En l’honneur de sa conservation et de son avènement au trône, il promet à chaque soldat deux mille cinq cents drachmes attiques et le double de la ration de blé ordinaire. Il ajoute même qu’ils peuvent aller chercher leur récompense dans les temples et dans les trésors publics, dissipant ainsi en un seul jour toutes les richesses que l’avarice tyrannique de Sévère avait amassées pendant dix-huit années de rapines. Les soldats, à qui ces largesses apprennent un crime dont on veut leur acheter le pardon, ne répondent aux citoyens qui parcourent la ville et publient le meurtre du prince, qu’en proclamant son assassin seul empereur et Géta ennemi de l’empire. Antonin passa la nuit dans le temple du camp.
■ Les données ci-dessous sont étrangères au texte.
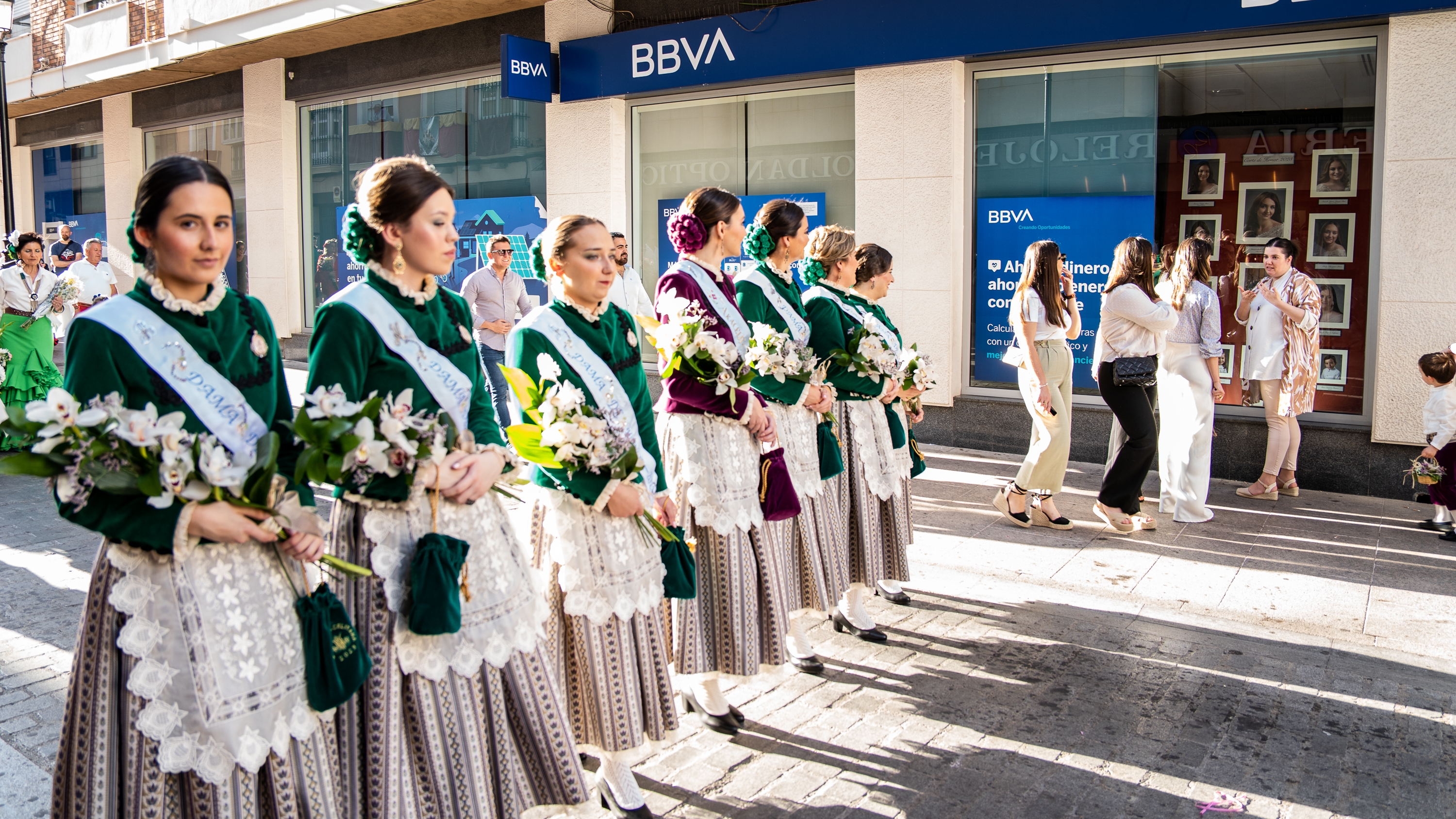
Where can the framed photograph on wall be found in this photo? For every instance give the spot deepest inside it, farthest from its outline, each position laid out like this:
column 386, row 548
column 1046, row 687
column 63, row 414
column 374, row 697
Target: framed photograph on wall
column 1333, row 366
column 1334, row 174
column 1264, row 212
column 1334, row 303
column 1203, row 177
column 1331, row 238
column 1202, row 226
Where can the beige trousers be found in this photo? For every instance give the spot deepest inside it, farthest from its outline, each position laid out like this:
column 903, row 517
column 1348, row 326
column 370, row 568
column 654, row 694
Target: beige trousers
column 1283, row 447
column 1046, row 461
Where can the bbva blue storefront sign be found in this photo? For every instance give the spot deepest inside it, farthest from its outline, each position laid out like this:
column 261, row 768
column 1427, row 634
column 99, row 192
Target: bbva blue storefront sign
column 810, row 38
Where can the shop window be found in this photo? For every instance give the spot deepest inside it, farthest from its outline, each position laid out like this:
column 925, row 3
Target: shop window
column 1237, row 146
column 797, row 145
column 220, row 145
column 491, row 150
column 70, row 188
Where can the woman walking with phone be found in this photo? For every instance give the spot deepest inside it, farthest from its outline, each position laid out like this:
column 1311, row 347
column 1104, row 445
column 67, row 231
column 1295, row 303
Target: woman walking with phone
column 1044, row 315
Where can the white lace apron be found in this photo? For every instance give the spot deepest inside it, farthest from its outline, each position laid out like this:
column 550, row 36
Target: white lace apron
column 606, row 565
column 877, row 454
column 720, row 467
column 798, row 435
column 219, row 655
column 507, row 608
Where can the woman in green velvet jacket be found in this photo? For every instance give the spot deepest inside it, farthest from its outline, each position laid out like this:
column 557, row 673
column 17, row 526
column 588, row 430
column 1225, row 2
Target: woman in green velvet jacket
column 185, row 699
column 472, row 722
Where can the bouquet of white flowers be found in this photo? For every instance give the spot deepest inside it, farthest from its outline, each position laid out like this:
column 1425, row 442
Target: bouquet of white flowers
column 685, row 345
column 67, row 289
column 775, row 354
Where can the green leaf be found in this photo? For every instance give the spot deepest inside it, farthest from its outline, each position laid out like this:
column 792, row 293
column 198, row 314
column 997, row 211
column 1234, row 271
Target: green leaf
column 528, row 441
column 30, row 463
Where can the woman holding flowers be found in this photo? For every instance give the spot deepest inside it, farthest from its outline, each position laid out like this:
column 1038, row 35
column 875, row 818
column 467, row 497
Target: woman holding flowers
column 606, row 632
column 178, row 709
column 864, row 373
column 463, row 719
column 711, row 431
column 28, row 366
column 817, row 540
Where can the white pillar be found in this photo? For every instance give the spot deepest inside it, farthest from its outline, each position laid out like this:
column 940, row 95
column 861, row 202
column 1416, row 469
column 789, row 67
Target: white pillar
column 274, row 232
column 1417, row 289
column 910, row 200
column 123, row 164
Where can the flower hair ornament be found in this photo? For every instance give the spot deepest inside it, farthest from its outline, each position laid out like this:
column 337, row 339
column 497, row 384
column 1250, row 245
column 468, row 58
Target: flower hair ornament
column 686, row 232
column 759, row 244
column 362, row 242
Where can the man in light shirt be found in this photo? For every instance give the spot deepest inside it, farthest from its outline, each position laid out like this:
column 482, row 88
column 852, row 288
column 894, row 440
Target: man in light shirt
column 494, row 295
column 627, row 290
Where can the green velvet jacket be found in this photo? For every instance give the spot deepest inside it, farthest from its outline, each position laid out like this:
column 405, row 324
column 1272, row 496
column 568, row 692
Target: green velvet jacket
column 756, row 308
column 829, row 331
column 609, row 338
column 347, row 351
column 98, row 363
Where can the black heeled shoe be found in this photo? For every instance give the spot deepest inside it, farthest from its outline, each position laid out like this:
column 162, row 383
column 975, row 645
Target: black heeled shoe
column 807, row 665
column 727, row 723
column 868, row 635
column 611, row 803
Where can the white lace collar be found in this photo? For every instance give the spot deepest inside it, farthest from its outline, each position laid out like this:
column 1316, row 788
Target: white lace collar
column 175, row 305
column 405, row 292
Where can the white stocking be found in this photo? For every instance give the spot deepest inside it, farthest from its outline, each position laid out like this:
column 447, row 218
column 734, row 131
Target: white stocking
column 622, row 783
column 797, row 640
column 852, row 606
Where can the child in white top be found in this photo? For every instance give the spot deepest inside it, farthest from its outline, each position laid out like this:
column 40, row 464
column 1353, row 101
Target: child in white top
column 1439, row 419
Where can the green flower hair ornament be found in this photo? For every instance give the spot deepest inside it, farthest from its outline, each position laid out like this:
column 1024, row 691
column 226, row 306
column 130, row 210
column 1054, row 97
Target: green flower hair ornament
column 360, row 241
column 758, row 244
column 814, row 273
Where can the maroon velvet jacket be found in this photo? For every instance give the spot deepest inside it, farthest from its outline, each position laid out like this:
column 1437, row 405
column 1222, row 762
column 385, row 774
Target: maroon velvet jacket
column 683, row 393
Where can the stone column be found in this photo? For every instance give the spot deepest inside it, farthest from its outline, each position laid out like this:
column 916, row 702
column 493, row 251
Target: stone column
column 274, row 232
column 910, row 200
column 1417, row 289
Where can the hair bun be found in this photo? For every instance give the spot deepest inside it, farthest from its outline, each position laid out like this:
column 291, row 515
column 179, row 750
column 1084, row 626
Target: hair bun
column 759, row 244
column 362, row 242
column 686, row 232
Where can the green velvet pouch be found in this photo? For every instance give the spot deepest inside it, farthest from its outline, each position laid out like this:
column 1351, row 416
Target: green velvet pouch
column 335, row 664
column 434, row 584
column 832, row 460
column 682, row 568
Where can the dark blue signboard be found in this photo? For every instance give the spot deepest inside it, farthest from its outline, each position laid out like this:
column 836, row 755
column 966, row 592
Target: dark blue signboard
column 809, row 38
column 528, row 69
column 813, row 206
column 1085, row 228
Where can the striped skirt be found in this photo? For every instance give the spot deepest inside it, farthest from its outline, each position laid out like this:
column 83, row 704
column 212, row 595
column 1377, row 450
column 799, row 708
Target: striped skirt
column 491, row 745
column 107, row 769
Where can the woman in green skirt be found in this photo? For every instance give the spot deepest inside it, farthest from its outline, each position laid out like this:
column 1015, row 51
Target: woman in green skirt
column 30, row 370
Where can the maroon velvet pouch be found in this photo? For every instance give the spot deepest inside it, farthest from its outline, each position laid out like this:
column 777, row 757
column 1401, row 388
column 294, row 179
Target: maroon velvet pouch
column 777, row 492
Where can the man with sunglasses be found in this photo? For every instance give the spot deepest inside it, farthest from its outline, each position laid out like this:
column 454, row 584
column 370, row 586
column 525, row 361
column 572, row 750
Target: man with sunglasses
column 496, row 295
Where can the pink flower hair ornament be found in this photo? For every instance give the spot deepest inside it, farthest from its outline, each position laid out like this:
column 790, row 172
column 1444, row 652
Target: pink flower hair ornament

Le lendemain, plein de confiance dans la fidélité des troupes, que son or a gagnées, il marche au sénat accompagné de tous ses soldats, armés comme pour une expédition, et non comme pour un simple cortège. Après avoir fait un sacrifice, il entre au sénat, monte sur le siège impérial et prononce le discours suivant :
« L’homme accusé d’avoir tué un de ses proches devient sur-le-champ un objet d’exécration : je ne l’ignore pas. Au seul nom de parricide, mille voix s’élèvent contre le meurtrier. La pitié s’attache au vaincu, et l’envie à celui qui triomphe; le premier est toujours innocent, le second toujours coupable. Mais qu’un homme éclairé et impartial réfléchisse sur le funeste événement dont gémit l’empire ; qu’il en recherche les causes et l’origine, et il pensera sans doute que la justice non moins que la nécessité font à l’homme un devoir de prévenir un crime plutôt que d’en être la victime innocente; car on succombe alors doublement malheureux, puisqu’on laisse après soi la mémoire d’un lâche, tandis que le vainqueur peut s’enorgueillir à la fois de son bonheur et de son courage. Les tortures des complices de Géta vous révéleront, sénateurs, les empoisonnements, les pièges sans nombre auxquels a échappé ma vie. J’ai fait conduire ici tous les ministres de ses perfidies, pour que vous puissiez connaître la vérité tout entière. Quelques-uns ont déjà été interrogés, et vous entendrez leurs aveux. J’étais avec ma mère, quand il vint à moi, accompagné d’assassins armés. Le ciel permit que je pénétrasse ses intentions, et je me vengeai d’un ennemi, car ce n’était plus un frère : il en avait abjuré tous les sentiments. Non seulement la justice, mais tous les exemples autorisent la punition d’un agresseur. Le fondateur de cette ville, Romulus, ne souffrit pas de son frère une simple raillerie. Je ne rappellerai point le sort de Germanicus, frère de Néron, ni celui de Titus, frère de Domitien. Mais Marc-Aurèle, ce prince qui tenait tant à son renom de philosophie et d’humanité, ne put supporter un outrage de Lucius Vérus son gendre, et il le fit assassiner. Pour moi, c’est après avoir couru les hasards de vingt empoisonnements, c’est à la vue d’un poignard prêt à me frapper, que je me suis vengé d’un ennemi. Car, je le répète, il ne mérite pas un autre nom. Votre devoir, sénateurs, est de rendre d’abord grâce aux dieux qui vous ont du moins conservé un de vos princes, et de bannir ensuite toute division, toute discorde, pour réunir sur un seul empereur vos affections et vos légitimes espérances. Jupiter, qui seul possède l’empire parmi les dieux, n’a aussi voulu donner à la terre qu’un seul maître. »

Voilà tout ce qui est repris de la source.